LI Xiaomei, XING Zhujing, ZHAO Liancheng, SHI Yanguo, CHEN Lu, YAN Yihong, ZHANG Na   

  1. (Key Laboratory of Food Science and Engineering of Heilongjiang Province, College of Food Engineering, Harbin University of Commerce, Harbin 150076, China)
  • Online:2020-08-15 Published:2020-08-19

Abstract: In order to obtain soybean varieties than can be specially used for soybean milk production, principal component analysis (PCA) and cluster analysis (CA) were used to screen 29 soybean varieties in Heilongjiang. Firstly, the physicochemical properties (contents of water, fat, soluble sugar, protein, calcium and protein subunit 7S and 11S, and 11S/7S ratio) of soybean and the quality indexes of soybean milk (protein content, stability, yield, particle size, protein transfer rate, and sensory score) were analyzed. Then, by analyzing the obtained data using PCA, the first six principal components (comprehensive evaluation indicators) were selected, explaining 84.97% of the total variance. The top three varieties with the highest comprehensive scores were ‘Heinong 85’, ‘Heinong 66’ and ‘Heinong 71’, whose comprehensive scores were significantly higher than those of other varieties (P < 0.05). Finally, the results of cluster analysis showed that the 29 varieties of soybean milk were divided into categories I, II, III and IV, consisting of 14, 11, 3 and 1 varieties, respectively.

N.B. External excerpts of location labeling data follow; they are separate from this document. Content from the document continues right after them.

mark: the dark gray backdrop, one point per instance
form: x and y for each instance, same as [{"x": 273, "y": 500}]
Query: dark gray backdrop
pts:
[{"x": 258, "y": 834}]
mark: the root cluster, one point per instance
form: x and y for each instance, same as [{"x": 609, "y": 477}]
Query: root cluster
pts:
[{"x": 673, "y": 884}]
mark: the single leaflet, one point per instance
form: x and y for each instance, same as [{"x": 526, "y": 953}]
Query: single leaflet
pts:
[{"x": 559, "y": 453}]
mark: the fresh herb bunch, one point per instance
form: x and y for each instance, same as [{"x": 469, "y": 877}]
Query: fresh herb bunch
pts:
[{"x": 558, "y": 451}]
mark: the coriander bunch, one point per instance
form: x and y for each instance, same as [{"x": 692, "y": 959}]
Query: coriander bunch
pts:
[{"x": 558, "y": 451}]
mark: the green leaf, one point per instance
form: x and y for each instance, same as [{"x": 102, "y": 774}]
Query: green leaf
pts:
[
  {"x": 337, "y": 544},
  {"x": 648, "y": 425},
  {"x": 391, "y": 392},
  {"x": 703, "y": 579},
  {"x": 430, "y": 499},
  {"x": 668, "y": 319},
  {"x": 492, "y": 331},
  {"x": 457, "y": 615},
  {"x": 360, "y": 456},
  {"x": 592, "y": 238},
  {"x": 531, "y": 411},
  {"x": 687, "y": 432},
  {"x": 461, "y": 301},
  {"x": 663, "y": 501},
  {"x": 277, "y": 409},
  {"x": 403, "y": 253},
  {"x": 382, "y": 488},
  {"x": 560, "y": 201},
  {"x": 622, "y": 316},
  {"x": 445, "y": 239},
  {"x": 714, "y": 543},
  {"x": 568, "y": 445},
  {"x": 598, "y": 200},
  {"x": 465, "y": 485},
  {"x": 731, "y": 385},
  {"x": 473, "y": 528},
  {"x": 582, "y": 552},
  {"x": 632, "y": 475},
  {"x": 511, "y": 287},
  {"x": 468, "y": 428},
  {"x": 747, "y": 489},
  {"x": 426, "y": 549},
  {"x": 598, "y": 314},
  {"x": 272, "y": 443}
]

The three varieties selected by PCA were all in category II, which had the characteristics of high protein content, protein transfer rate, and sensory score as well as medium soymilk yield, meeting the technical requirements of soymilk products. In conclusion, ‘Heinong 85’, ‘Heinong 66’ and ‘Heinong 71’ can be specially used for soybean milk production, and PCA and CA are suitable for screening and comprehensive evaluation of multiple samples and multiple indicators.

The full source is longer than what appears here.